Heroin Dream

Every night since seeing Darren Aronofsky's harrowing Requiem for a Dream, I have had cold-sweating, bone-chilling nightmares. Nightmares with nauseating images both unbearable and transfixing, that linger in the first moments of consciousness like the spine-scraping Kronos Quartet score. At the very least, I can vow never to do heroin ever again.

It is only too rare that a movie unflinchingly batters open the limitations of its medium to achieve such a profoundly affecting result. Forget entertainment or escapism-this film shoots its stuff right into your aorta, a visual injection of such visceral power that by its end you too will feel like you are lying on a hospital bed, breathing only through a machine.

The drug-movie genre has proven particularly rich, with films like Trainspotting, Drugstore Cowboy, Jesus Son and others. Requiem goes beyond the lines and needles into the very psyche of the addict. It's within that splintered, desperate mindscape that the center of conflict emerges. This is a horror movie, with the monster of addiction mercilessly hounding its prey.

The story follows four characters and their descent into madness: Harry (Jared Leto, redeeming himself from years of mindless teenage fawning), his girlfriend Sara (Jennifer Connelly), his best friend Tyrone (Marlon Wayans, excellent as an aspiring drug dealer in a role far removed from anything on the WB) and his mother Sara (Ellen Burstyn, giving a performance that can only be described as devastating).

The movie is not merely about the drugs. Burstyn's story of an old, lonely woman's fantasies of television stardom and her resulting addiction to diet pills creates the film's emotional center-if any female lead this year makes a powerful demand that golden statues be flung at her, it is this one.

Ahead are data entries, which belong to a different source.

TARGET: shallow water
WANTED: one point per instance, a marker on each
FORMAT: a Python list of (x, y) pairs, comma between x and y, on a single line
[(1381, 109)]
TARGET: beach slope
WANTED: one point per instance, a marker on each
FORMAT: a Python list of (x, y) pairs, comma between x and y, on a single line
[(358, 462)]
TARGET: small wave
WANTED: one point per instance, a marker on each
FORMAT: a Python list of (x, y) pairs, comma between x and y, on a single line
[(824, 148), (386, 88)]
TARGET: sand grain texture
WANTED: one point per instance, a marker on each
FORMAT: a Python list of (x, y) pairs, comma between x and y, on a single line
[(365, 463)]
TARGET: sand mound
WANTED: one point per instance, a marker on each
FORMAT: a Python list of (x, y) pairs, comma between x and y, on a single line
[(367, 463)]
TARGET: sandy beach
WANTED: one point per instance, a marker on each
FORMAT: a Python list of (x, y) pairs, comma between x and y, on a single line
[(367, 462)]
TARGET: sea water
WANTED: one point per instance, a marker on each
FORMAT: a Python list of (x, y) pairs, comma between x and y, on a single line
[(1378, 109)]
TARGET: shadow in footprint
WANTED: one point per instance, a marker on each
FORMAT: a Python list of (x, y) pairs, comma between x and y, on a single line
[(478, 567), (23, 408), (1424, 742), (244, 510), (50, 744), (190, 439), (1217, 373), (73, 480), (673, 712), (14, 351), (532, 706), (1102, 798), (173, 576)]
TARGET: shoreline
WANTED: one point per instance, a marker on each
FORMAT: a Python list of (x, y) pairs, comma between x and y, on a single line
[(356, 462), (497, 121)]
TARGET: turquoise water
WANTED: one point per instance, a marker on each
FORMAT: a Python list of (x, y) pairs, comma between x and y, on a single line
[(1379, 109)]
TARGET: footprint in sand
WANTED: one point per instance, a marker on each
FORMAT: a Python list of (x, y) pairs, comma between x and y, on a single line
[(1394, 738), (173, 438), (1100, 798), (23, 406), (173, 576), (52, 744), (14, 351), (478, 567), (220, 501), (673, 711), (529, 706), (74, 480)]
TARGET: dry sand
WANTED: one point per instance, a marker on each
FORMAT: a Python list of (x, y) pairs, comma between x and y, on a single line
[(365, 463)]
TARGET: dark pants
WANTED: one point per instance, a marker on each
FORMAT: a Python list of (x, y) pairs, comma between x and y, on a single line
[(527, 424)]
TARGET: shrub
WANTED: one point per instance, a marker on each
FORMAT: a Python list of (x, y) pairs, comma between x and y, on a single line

Her unraveling makes a point that the needles can't-that our addictions come not from the drugs themselves, but from our desperation for love and misguided pursuits of impossible, empty dreams.

Let this be a warning: Do not plan a date around Requiem for a Dream. Go alone (it will be hard enough to find, given its NC-17 rating) or with someone you trust, and sit in the back corner of the theater and prepare to have the shit kicked out of you. Aronofsky, as hot as they come on the heels of the film school claustrophobia of Pi and going into production of the next Batman film, will surely be accused of excessive style and manipulation in his hyperkinetic pacing (whereas most movies average 600 cuts, Requiem clocks in with over 2000). But if overkill can ever be used to great effect, it's here. At the end of the 100 minutes, both characters and audience lay stripped bare of all emotional outer casing, in a state of raw fetal shock.